Usant de son carnet d’adresses, entouré de son fils et de son gendre, l’homme d’affaires Jean-Charles Charki, parfois de ses amis Robert Bourgi et Alexandre Djouhri, il sillonne le continent « pour faire du conseil que les États estiment utile, appuyer des dossiers d’entreprises françaises à l’étranger, en Afrique comme ailleurs », explique-t-il en 2013 au Journal du Dimanche.
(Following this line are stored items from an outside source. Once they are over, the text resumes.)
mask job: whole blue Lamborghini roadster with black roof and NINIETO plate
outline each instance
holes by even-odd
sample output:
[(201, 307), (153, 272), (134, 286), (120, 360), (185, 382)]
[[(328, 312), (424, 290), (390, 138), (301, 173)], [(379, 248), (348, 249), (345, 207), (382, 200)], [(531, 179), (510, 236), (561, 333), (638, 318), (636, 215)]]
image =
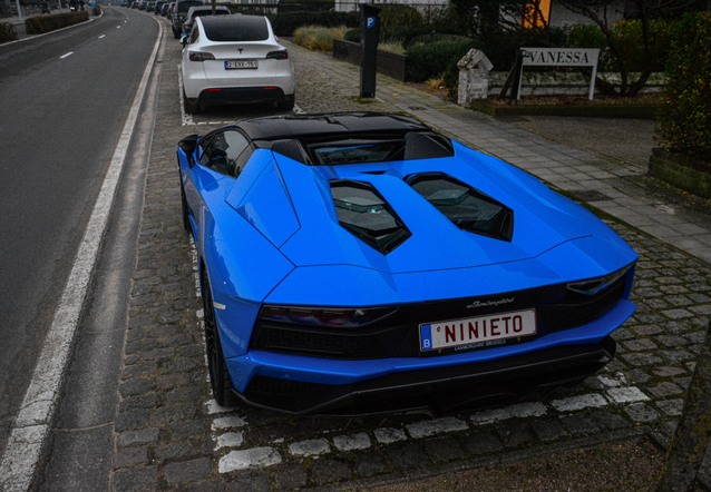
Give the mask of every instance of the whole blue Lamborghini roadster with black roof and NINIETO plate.
[(445, 412), (615, 352), (637, 255), (538, 179), (408, 118), (260, 118), (178, 144), (215, 400)]

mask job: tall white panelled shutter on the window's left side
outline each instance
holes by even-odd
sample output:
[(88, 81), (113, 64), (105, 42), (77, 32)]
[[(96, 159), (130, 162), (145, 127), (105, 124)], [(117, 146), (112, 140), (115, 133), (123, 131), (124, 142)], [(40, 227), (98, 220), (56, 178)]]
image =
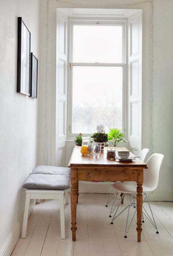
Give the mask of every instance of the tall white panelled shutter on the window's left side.
[(68, 17), (58, 9), (56, 14), (56, 166), (65, 166)]

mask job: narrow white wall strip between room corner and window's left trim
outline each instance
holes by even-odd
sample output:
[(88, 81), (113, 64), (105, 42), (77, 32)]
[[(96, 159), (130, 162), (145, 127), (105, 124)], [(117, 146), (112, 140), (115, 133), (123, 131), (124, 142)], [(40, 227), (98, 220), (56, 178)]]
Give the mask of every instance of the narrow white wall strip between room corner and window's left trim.
[(40, 0), (40, 65), (39, 101), (38, 101), (38, 164), (47, 165), (48, 143), (48, 5), (47, 0)]

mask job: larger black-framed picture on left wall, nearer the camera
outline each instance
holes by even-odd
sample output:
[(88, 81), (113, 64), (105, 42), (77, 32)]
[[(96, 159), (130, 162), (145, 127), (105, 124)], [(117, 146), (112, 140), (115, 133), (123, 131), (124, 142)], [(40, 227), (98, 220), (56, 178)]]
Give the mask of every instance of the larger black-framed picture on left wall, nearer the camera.
[(30, 94), (30, 44), (31, 33), (22, 18), (18, 17), (17, 92), (25, 95)]

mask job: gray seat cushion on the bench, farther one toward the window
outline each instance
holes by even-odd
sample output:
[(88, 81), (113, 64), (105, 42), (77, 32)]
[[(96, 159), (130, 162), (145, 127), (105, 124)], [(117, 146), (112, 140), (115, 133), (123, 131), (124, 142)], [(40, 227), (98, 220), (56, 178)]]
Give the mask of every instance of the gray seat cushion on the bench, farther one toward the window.
[(59, 174), (69, 176), (70, 173), (70, 168), (38, 165), (33, 169), (31, 174)]

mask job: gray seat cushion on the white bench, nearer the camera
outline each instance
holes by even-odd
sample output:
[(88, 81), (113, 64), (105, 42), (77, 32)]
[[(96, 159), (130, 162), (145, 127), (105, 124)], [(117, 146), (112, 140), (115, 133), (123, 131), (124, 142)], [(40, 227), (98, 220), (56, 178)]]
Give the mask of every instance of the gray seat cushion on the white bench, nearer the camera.
[(32, 174), (22, 186), (25, 189), (69, 189), (70, 173), (58, 174)]

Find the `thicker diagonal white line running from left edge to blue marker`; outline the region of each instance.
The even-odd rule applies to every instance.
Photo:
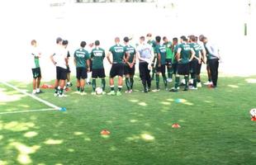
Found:
[[[15,89],[17,92],[21,92],[22,94],[26,95],[27,97],[32,97],[32,98],[34,98],[36,101],[40,101],[40,102],[44,103],[46,106],[50,106],[50,107],[54,108],[55,110],[61,110],[61,107],[55,106],[54,104],[50,103],[49,101],[45,101],[45,100],[43,100],[43,99],[41,99],[41,98],[39,98],[39,97],[36,97],[35,95],[32,95],[32,94],[30,94],[30,93],[28,93],[28,92],[25,92],[24,90],[21,90],[21,89],[19,89],[18,87],[13,86],[13,85],[10,84],[10,83],[2,82],[2,81],[0,81],[0,82],[1,82],[2,84],[6,85],[7,87],[12,87],[12,88]]]

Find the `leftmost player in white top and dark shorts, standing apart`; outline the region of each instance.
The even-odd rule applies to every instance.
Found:
[[[37,48],[36,40],[31,40],[31,68],[33,73],[33,92],[32,94],[39,94],[40,91],[40,80],[41,80],[41,71],[40,71],[40,51]]]

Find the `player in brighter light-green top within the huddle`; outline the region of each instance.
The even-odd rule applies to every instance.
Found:
[[[172,42],[168,41],[168,38],[164,36],[164,46],[166,48],[166,66],[167,66],[167,73],[168,73],[168,82],[173,81],[173,50],[172,50]]]

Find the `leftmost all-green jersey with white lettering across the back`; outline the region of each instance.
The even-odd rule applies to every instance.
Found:
[[[88,53],[87,50],[80,48],[79,50],[75,50],[73,54],[73,58],[76,61],[77,68],[87,68],[86,61],[90,59],[90,54]]]

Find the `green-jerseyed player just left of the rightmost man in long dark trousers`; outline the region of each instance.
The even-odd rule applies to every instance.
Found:
[[[193,79],[191,89],[197,89],[197,80],[199,79],[199,74],[201,70],[201,46],[196,43],[196,36],[189,36],[189,45],[195,51],[195,56],[190,62],[191,76]]]

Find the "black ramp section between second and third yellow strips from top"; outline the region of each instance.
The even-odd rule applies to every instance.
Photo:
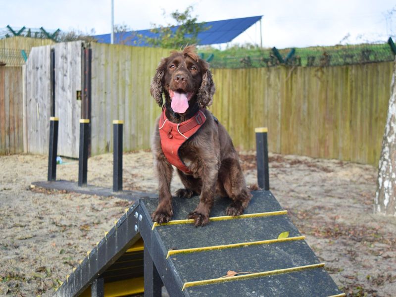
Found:
[[[181,253],[169,259],[183,282],[219,278],[229,270],[256,273],[320,263],[303,240]]]

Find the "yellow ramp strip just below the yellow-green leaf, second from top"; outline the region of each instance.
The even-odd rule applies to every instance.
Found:
[[[258,246],[258,245],[269,245],[275,243],[283,243],[297,240],[304,240],[305,236],[296,236],[296,237],[288,237],[288,238],[280,238],[280,239],[269,239],[269,240],[261,240],[249,243],[239,243],[239,244],[230,244],[230,245],[220,245],[220,246],[211,246],[211,247],[193,247],[193,248],[184,248],[184,249],[171,249],[168,251],[166,258],[169,258],[171,255],[180,254],[180,253],[191,253],[191,252],[200,252],[206,250],[215,250],[215,249],[226,249],[226,248],[234,248],[234,247],[247,247],[247,246]]]

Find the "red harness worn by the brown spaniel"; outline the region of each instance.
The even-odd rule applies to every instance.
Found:
[[[182,144],[196,133],[206,121],[204,109],[198,112],[187,121],[180,124],[172,123],[165,115],[165,108],[162,109],[159,117],[159,136],[161,138],[161,148],[169,163],[176,166],[184,173],[191,173],[179,156],[179,148]]]

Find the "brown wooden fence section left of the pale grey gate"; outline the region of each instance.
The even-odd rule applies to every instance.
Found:
[[[22,67],[0,66],[0,154],[23,152]]]

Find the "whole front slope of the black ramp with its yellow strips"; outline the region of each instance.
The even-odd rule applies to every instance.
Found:
[[[154,226],[149,238],[158,242],[157,252],[166,256],[171,251],[166,262],[168,268],[159,274],[171,272],[177,287],[183,284],[174,292],[181,290],[178,292],[183,296],[194,297],[341,294],[287,214],[280,212],[282,207],[271,192],[253,191],[252,195],[244,215],[255,215],[216,219],[225,215],[231,202],[228,198],[216,198],[210,214],[212,220],[202,228],[177,221],[187,218],[199,198],[173,198],[173,222]],[[140,200],[151,227],[150,214],[157,202],[156,198]],[[289,232],[288,237],[278,239],[285,231]],[[241,274],[224,278],[228,271]]]

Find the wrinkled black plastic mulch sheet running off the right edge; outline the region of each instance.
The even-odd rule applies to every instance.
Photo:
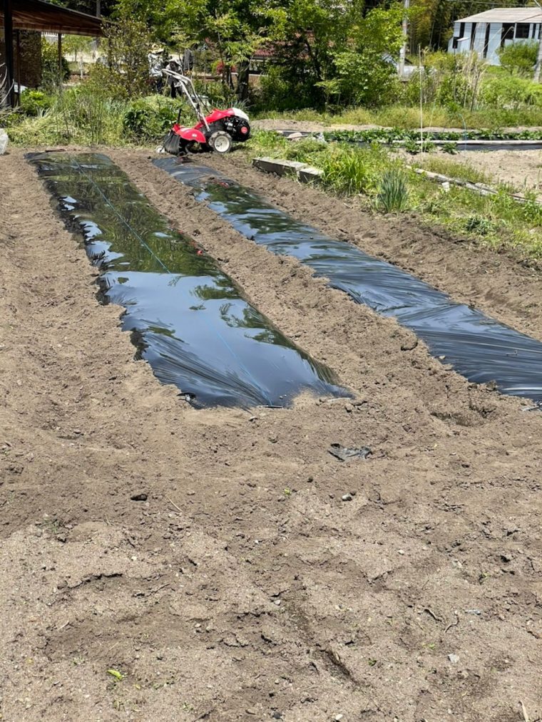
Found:
[[[542,401],[542,343],[454,303],[396,266],[334,240],[268,204],[257,193],[211,168],[160,158],[155,165],[196,188],[196,198],[239,232],[270,251],[298,258],[384,316],[395,316],[428,345],[431,354],[468,380],[495,382],[499,391]]]

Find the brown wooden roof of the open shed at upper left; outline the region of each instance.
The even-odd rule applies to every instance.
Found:
[[[4,25],[4,6],[0,4],[0,24]],[[103,35],[99,17],[52,5],[43,0],[12,0],[13,29],[62,32],[69,35]]]

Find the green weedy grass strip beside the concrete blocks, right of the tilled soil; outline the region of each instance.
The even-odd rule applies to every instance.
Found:
[[[421,219],[437,223],[457,234],[496,250],[514,250],[524,258],[542,258],[542,207],[528,196],[525,204],[509,196],[509,188],[497,186],[495,196],[451,186],[444,192],[439,183],[406,168],[381,144],[355,147],[343,142],[322,143],[314,139],[291,142],[270,131],[254,134],[246,149],[251,155],[286,157],[315,165],[324,171],[323,183],[337,195],[359,195],[367,208],[384,212],[413,210]],[[491,180],[473,166],[428,157],[423,167],[468,181]]]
On le verra au Gabon, au Togo, où il tente de faire libérer l’ancien PDG d’Elf, Loïk Le Floch-Prigent, au Sénégal, en Centrafrique et au Congo, où son gendre veut créer une zone économique spéciale… En octobre 2012, il tente de convaincre le président équato-­guinéen d’investir dans deux avions fabriqués par une société française en difficulté, Sky Aircraft. Teodoro Obiang Nguema Mbasogo le reçoit mais ne donne pas suite.
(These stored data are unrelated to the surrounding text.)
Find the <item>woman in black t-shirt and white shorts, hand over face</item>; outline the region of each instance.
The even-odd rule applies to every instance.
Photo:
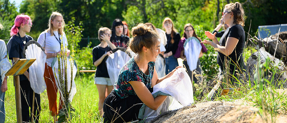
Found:
[[[97,67],[95,75],[95,84],[99,93],[99,115],[102,117],[103,104],[108,95],[113,90],[112,82],[108,76],[108,70],[106,66],[106,58],[112,53],[111,50],[116,49],[116,46],[110,42],[111,30],[109,28],[103,27],[98,31],[98,39],[100,44],[93,48],[93,63]],[[106,94],[107,92],[107,94]]]

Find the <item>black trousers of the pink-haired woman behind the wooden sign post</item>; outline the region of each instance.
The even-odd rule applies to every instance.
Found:
[[[31,88],[30,82],[28,80],[20,81],[20,93],[21,93],[22,121],[32,122],[32,116],[33,116],[35,123],[38,123],[41,111],[40,94],[35,93],[34,114],[32,115],[33,89]]]

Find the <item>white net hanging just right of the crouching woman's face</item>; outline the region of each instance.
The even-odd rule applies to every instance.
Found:
[[[154,67],[156,68],[156,72],[158,74],[158,78],[165,76],[165,63],[164,58],[158,55]]]

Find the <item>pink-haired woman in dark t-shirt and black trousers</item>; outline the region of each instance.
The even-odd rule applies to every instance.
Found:
[[[26,33],[30,32],[32,27],[31,18],[28,15],[18,15],[15,18],[14,25],[11,28],[10,35],[12,36],[7,43],[7,50],[9,59],[14,64],[18,59],[23,59],[24,45],[33,40],[33,38]],[[34,113],[30,114],[32,110],[33,102],[33,90],[30,86],[29,70],[25,71],[24,74],[19,75],[20,87],[21,87],[21,108],[22,108],[22,121],[23,122],[39,122],[39,115],[41,111],[40,107],[40,94],[35,93],[34,99]],[[31,121],[32,116],[34,121]],[[36,116],[36,118],[35,118]]]

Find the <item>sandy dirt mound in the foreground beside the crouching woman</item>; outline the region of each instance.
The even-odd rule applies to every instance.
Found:
[[[235,100],[233,102],[208,101],[186,106],[178,110],[164,112],[151,122],[264,122],[261,116],[257,113],[258,109],[246,104],[247,103],[243,103],[242,100]],[[278,116],[276,119],[277,122],[283,122],[286,117]]]

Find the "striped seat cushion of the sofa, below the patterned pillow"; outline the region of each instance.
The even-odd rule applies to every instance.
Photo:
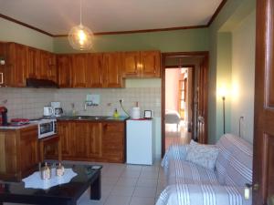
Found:
[[[169,165],[168,184],[219,184],[214,171],[193,162],[171,160]]]

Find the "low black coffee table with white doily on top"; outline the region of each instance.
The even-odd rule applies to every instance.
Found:
[[[48,190],[26,189],[22,182],[0,182],[0,205],[3,202],[26,204],[76,205],[79,197],[90,187],[90,200],[100,200],[101,166],[64,165],[78,175],[66,184]],[[92,167],[94,169],[92,169]]]

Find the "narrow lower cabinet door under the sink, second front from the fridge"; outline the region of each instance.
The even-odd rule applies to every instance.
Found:
[[[89,157],[100,158],[101,156],[101,123],[89,123],[90,137],[88,140]]]

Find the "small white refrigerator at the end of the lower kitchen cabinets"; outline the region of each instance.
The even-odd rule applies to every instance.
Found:
[[[128,164],[153,164],[155,149],[153,119],[128,119],[126,140]]]

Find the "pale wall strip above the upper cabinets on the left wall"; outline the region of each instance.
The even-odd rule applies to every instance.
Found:
[[[10,41],[27,46],[53,51],[51,36],[41,34],[35,30],[21,26],[0,17],[0,41]]]

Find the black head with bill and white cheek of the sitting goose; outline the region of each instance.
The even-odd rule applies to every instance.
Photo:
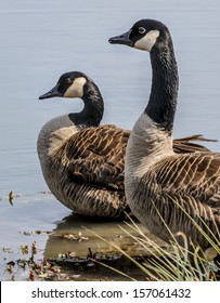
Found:
[[[56,85],[39,96],[39,100],[60,97],[83,97],[87,90],[87,84],[90,79],[81,71],[70,71],[63,74]]]

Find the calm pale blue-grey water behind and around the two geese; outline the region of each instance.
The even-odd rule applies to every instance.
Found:
[[[180,92],[174,136],[202,133],[220,140],[220,3],[219,1],[156,0],[8,0],[0,3],[1,110],[0,110],[0,279],[9,278],[5,263],[20,259],[21,245],[37,241],[39,259],[48,250],[53,230],[68,222],[72,212],[61,206],[42,179],[36,141],[46,121],[79,111],[80,100],[39,102],[65,71],[81,70],[99,84],[105,100],[103,123],[131,129],[145,106],[150,85],[148,54],[111,45],[109,37],[124,32],[138,19],[157,18],[170,28],[179,65]],[[219,143],[207,144],[220,150]],[[13,207],[8,195],[17,196]],[[73,228],[86,224],[72,218]],[[76,223],[77,222],[77,223]],[[90,222],[86,224],[88,228]],[[73,227],[74,226],[74,227]],[[117,237],[116,223],[93,227]],[[93,243],[100,245],[93,239]],[[91,245],[91,243],[90,243]],[[77,245],[80,251],[81,243]],[[46,249],[47,248],[47,249]],[[85,246],[86,250],[87,246]],[[66,248],[67,249],[67,248]],[[83,250],[83,253],[85,253]],[[26,279],[20,274],[17,279]]]

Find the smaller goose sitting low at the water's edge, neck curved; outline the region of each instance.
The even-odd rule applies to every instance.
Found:
[[[63,74],[56,85],[39,98],[52,97],[79,97],[83,109],[53,118],[39,133],[38,156],[49,189],[75,213],[124,216],[125,210],[129,212],[124,163],[130,131],[100,126],[104,111],[102,94],[81,71]],[[200,135],[177,140],[176,152],[206,150],[191,142],[203,140]]]

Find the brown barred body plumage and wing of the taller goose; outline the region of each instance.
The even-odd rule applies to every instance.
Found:
[[[220,241],[220,154],[166,157],[133,185],[130,207],[158,237],[170,241],[172,236],[168,229],[173,235],[184,233],[194,245],[206,249],[210,243],[194,220],[212,240]],[[178,240],[183,245],[182,238]]]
Lui met-on des bâtons dans les roues ? Est-il visé, comme il le laisse entendre, par un « cabinet noir » que le ministre de l’Intérieur de François Hollande, Manuel Valls, aurait mis sur pied pour lui nuire ? Il en est convaincu.

Aujourd’hui, à 74 ans, Claude Guéant est à terre, et la justice française est loin d’en avoir fini avec lui. Les enquêtes sur le financement libyen de la campagne de 2007, sur les sondages commandés par l’Élysée et sur l’arbitrage du dossier Tapie continuent. L’ancien préfet austère, le grand commis de l’État, doit parfois, peut-être, se demander ce qu’il est venu faire dans ce marigot qu’on appelle la politique.